How are communism and socialism different from capitalism?

The conversation was heated.  It was a dinner table conversation that turned to politics.  They say political conversations never makes for good company, but we all agreed to go there anyway.

Capitalism versus communism

My viewpoints and arguments support a democratic capitalist society.  However, not everyone shared my viewpoint at the dinner table.   As a matter of fact, when I asked one of my follow dinner mates “what political system do you prefer?” the answer was communism.    I will freely admit that I didn’t like that answer.

I’m a business owner.  My business is helping other businesses make more money.  For me, the idea of communism or socialism is appalling.   However, I found myself asking the basic question:

“How are Communism and Socialism different from Capitalism?”

Capitalism defined

  •  private ownership
  •  competitive markets
  •  value is an agreement between two parties
  •  you have the freedom to say “yes, no, let’s negotiate”
  •  a “class system” is naturally defined

The world of capitalism is one where people are rewarded for things of value.    What is of value, is determined by the marketplace.   This doesn’t provide for a guaranteed source of income. However, it does provide the motivation for an economy to grow, and for a group of people to create.
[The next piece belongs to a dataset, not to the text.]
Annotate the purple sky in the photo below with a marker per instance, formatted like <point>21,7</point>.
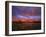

Capitalism is the driving force for and growth and invention.

 Communism defined

  •  “common” ownership
  •  government controlled markets, if any markets
  •  no class distinction
  •  goods, support, and services are given by “need”

 Socialism defined

  •  “social” ownership
  • government controlled markets, if any markets
  • no class distinction
  •  value is determined by a standard “labor hour”

Communism and socialism are close cousins. In my attempt to determine the difference, I concluded they are essentially the same. The primary difference is in the name. I’m convinced the names are different, because Communism is not a popular word in America.

Question:  Would you give up your right for ownership and the potential for economic gain for a guaranteed set of living conditions?